The band -- Mould on guitar, David Barbe on bass and Malcolm Travis on drums -- plays super hard and ultra-tight. It's a compressed bundle of energy ready to spring through the speakers, grab the listener by the neck and scream ‘turn it up'.
"If I Can't Change Your Mind" is a fascinating study in love, sorrow and ego, a lack of self-awareness that borders on parody. Mould's narrator is in the midst of a fracturing relationship, but has no inkling whatsoever of what he may have done to help contribute to the failure. He proclaims with towering arrogance and exaggerated innocent: "How can I explain away / something that I haven't done / and if you can't trust me now / you'll never trust in anyone." The blame lies squarely with the other party, and they obviously don't know how good they have it -- an exercise in self-delusion that seems to be almost ubiquitous in many break-up situations, and which Mould captures with wit.
There's a reason Bob Mould is widely recognized as one of the best alternative-rock songwriters of the last 30 years, from his work with Hüsker Dü, as a solo artist, with Sugar, and as a DJ and author. "If I Can't Change Your Mind" is one of the most convincing examples of his prowess as a songwriter. It's hard to write a truly great pop song, and Mould does that here.

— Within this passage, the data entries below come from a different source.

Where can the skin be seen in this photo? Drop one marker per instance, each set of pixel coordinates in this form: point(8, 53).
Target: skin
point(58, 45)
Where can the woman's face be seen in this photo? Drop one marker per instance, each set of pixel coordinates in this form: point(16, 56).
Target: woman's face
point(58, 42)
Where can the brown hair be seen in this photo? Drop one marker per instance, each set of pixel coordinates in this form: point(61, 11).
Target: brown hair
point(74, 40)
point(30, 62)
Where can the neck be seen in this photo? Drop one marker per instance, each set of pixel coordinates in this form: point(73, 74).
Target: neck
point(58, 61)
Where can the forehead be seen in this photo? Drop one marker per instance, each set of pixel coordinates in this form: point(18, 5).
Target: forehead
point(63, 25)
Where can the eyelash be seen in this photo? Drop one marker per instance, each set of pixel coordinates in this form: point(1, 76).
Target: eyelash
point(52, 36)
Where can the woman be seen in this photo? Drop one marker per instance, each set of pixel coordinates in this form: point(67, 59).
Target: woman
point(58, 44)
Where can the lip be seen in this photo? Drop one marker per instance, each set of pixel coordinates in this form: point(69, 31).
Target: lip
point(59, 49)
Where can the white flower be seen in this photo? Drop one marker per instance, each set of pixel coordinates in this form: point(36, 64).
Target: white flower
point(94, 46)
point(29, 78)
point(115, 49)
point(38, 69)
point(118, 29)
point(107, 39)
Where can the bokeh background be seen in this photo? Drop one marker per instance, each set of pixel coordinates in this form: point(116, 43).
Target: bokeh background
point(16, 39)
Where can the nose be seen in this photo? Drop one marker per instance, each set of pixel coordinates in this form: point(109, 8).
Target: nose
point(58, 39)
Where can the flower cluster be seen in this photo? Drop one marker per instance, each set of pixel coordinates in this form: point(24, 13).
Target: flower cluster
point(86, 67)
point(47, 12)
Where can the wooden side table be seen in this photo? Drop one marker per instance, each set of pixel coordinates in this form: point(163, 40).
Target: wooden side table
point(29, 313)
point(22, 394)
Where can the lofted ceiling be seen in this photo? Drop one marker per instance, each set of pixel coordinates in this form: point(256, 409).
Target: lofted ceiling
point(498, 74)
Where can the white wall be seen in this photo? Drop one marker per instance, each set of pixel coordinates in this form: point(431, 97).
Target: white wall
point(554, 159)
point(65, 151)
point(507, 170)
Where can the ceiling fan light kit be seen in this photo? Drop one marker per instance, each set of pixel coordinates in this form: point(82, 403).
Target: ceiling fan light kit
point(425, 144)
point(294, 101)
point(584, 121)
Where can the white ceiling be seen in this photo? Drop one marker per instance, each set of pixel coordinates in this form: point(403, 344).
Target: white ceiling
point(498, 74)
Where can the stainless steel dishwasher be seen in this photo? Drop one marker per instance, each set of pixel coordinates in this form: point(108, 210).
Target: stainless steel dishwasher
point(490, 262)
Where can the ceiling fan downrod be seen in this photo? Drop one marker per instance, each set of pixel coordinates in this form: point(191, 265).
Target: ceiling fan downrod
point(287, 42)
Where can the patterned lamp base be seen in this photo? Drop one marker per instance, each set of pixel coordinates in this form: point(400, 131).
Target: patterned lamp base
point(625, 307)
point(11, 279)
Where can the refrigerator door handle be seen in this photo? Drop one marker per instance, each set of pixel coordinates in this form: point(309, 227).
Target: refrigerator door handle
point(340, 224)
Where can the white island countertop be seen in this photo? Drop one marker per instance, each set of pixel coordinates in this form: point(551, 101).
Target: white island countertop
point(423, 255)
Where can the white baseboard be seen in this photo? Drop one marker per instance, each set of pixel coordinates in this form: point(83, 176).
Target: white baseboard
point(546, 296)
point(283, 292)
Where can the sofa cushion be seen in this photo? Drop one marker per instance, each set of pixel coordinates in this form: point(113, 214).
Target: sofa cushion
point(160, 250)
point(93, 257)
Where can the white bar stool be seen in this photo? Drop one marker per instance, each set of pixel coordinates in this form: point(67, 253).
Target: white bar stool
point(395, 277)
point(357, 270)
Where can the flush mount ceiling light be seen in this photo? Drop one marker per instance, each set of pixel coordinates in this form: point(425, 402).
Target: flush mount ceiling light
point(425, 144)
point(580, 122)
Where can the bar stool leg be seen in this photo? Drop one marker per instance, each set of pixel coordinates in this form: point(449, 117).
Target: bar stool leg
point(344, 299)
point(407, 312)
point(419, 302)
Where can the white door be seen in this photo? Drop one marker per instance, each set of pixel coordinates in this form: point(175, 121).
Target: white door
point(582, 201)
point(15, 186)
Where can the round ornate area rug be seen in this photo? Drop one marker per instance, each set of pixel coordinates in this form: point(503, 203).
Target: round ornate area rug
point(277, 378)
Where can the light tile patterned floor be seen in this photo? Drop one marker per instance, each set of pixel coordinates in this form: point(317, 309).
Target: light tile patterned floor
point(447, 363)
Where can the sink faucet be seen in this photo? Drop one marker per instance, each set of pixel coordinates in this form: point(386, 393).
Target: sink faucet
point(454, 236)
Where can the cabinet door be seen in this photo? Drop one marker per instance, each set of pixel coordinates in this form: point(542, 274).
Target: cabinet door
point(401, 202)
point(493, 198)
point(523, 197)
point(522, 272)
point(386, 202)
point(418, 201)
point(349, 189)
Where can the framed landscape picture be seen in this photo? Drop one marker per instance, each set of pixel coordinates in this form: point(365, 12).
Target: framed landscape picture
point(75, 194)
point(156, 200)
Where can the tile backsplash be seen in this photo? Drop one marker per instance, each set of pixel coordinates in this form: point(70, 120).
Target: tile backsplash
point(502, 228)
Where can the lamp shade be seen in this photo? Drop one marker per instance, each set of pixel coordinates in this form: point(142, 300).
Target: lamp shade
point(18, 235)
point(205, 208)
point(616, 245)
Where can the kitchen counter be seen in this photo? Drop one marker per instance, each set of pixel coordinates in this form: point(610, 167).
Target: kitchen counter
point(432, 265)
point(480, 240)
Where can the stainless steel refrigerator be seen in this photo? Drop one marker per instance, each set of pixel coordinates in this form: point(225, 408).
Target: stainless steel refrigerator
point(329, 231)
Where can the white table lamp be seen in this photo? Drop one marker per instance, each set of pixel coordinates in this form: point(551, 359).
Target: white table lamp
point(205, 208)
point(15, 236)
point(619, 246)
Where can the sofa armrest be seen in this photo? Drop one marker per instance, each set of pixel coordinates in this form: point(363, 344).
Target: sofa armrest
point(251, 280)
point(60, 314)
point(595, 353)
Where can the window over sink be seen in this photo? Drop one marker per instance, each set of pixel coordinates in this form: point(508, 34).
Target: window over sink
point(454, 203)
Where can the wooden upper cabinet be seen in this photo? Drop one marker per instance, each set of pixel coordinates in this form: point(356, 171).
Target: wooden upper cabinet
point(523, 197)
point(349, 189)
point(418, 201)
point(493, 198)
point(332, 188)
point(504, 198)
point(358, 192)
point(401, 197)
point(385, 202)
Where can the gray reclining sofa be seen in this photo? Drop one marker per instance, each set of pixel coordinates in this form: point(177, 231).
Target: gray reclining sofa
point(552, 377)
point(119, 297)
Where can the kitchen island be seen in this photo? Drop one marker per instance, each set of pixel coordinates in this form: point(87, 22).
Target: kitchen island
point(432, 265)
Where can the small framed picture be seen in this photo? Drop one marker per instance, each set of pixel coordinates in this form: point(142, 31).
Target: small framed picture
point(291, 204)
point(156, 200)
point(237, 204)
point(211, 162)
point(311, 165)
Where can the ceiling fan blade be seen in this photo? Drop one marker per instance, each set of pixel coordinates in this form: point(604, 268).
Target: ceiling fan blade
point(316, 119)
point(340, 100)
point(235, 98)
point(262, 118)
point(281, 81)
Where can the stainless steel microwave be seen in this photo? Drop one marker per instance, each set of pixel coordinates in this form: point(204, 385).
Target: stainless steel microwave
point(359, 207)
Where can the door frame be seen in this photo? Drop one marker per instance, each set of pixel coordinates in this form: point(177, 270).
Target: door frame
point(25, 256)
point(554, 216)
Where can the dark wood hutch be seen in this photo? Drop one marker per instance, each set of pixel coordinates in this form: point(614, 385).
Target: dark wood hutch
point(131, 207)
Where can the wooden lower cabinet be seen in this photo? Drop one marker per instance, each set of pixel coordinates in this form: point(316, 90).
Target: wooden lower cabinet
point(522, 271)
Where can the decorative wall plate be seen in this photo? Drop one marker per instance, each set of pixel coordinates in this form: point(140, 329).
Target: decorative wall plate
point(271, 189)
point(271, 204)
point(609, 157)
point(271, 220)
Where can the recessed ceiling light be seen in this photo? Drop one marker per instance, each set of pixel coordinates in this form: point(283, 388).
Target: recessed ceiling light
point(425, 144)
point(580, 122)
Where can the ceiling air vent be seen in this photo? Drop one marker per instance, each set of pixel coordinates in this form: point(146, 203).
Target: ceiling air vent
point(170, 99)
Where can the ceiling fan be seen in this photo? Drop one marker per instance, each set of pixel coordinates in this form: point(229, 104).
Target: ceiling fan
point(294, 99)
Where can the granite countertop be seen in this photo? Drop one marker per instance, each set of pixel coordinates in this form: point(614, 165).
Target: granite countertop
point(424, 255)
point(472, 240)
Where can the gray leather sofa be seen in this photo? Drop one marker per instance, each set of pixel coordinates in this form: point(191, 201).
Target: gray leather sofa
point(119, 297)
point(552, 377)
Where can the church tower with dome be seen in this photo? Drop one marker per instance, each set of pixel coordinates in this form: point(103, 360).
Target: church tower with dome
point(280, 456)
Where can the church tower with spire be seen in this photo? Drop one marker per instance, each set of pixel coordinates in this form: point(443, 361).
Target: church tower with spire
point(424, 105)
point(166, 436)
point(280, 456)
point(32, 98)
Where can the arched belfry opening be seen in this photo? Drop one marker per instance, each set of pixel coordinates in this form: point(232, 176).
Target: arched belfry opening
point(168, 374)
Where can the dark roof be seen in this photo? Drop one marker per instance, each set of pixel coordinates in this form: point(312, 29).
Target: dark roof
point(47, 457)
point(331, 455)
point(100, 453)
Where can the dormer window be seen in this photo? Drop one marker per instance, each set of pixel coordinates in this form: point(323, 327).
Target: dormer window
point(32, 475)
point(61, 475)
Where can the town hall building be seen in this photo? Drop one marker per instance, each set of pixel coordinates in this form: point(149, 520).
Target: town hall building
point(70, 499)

Scottish alternative rockers Primal Scream moved from melodic indie-rock to an enormous stylistic palette on their landmark 1991 album Screamadelica. It's a dizzying musical ride that flails wildly from bluesy rock to kinetic electronica. "Movin' on Up" has a strong Beggar's Banquet-era Stones vibe, complete with slide guitar, a piercingly simple solo, polyrhythmic percussion and protracted mantra-like repetition during the final section that are all strongly redolent of "Sympathy for the Devil". The rollicking piano sounds like Elton John somehow got in on the action. The soulful backing vocals suggest another Stones' hallmark, "Gimme Shelter". Billie Gillespie's exaggerated drawl is straight out of Mick Jagger's vocal guidebook. "Movin' on Up" can practically be considered a Stones homage.
And what a great one it is. A psychedelic folk-rock groover, "Movin' on Up" is buoyant and lively, a feast of sounds that effortlessly spans decades. There had to be time travel involved in the creation of this song. "Movin' On Up" is infectious and joyous, with the piano bubbling away under the massive vocal arrangement that flies off like a fighter jet into the skyline.
Primal Scream have enjoyed enormous mainstream popularity in the UK and Europe, but in America they've been relegated to alternative radio and Top 40 programmers just don't seem to be interested. A pity, but hardly surprising. "Movin' on Up" hit #2 on the Billboard Modern Rock Chart, by far Primal Scream's most substantial American success.